The objective of the current study was to determine the functional and quality characteristics of three rice varieties. Raw rice samples were significantly (p < 0.05) different in fat, protein, and carbohydrate contents. Cooked rice on the other hand showed significant (p < 0.05) variation in their textural properties before and after storage. Starch from the Italian and Vietnamese rice showed similar peak, trough and breakdown viscosities which were significantly (p < 0.05) different from the Australian variety. The cooked Australian rice with added vinegar, displayed significantly (p < 0.05) higher hardness than Italian and Vietnamese, indicating that these two varieties are better candidates for sushi rice based on their lower hardness after 5 days of storage. The higher hardness of Australian rice variety may be explained by its higher amylose content which resulted in a starch with significantly (p < 0.05) higher swelling power, higher setback viscosity and lower gelatinization temperature. Although the results of this study are suggestive that Australian rice may not be suitable for Sushi rice, the extracted starch can form a more viscous gel due to its high final viscosity and could find application as a thickener in various food application such as in soups, gravies, and yoghurt.
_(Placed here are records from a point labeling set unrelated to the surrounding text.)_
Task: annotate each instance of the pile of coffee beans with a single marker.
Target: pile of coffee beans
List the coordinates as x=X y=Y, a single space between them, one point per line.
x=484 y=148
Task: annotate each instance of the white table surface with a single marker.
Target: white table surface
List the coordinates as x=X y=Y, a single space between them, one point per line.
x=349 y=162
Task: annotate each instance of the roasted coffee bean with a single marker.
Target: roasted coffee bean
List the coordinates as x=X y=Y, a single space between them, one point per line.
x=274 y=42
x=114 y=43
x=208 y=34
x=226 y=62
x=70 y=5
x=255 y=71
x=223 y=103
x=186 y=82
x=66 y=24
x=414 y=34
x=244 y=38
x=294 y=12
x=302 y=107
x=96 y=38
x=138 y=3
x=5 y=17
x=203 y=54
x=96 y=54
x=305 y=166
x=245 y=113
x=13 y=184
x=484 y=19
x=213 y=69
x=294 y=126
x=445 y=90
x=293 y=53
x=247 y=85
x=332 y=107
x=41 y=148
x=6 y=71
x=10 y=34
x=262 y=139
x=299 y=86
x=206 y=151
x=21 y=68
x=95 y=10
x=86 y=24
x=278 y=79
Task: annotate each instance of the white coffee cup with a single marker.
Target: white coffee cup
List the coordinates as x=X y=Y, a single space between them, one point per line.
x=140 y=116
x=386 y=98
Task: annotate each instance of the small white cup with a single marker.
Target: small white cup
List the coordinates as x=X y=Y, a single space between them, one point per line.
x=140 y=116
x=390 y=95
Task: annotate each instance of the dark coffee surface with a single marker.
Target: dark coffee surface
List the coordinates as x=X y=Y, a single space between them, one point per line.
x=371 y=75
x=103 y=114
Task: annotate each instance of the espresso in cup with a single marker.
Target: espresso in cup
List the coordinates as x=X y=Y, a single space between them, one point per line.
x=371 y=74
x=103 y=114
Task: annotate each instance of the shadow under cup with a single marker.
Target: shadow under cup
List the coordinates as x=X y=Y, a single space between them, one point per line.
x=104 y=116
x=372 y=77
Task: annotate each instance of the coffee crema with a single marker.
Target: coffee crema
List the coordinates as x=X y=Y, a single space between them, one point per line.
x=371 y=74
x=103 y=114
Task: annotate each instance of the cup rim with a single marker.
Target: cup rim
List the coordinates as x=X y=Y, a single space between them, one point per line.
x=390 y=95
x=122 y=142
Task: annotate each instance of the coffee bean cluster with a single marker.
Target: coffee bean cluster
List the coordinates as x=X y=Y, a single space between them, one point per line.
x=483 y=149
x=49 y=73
However, modification of the starch is vital prior to use due to high tendency to retrograde which may lead to separation in food systems. Future studies may be required to use food additives such as low molecular weight sugars to modify the rice during cooking to extend the keeping quality beyond the traditional 5 days. In addition, the molecular architecture of the amylopectin component of the starch may also require further investigation.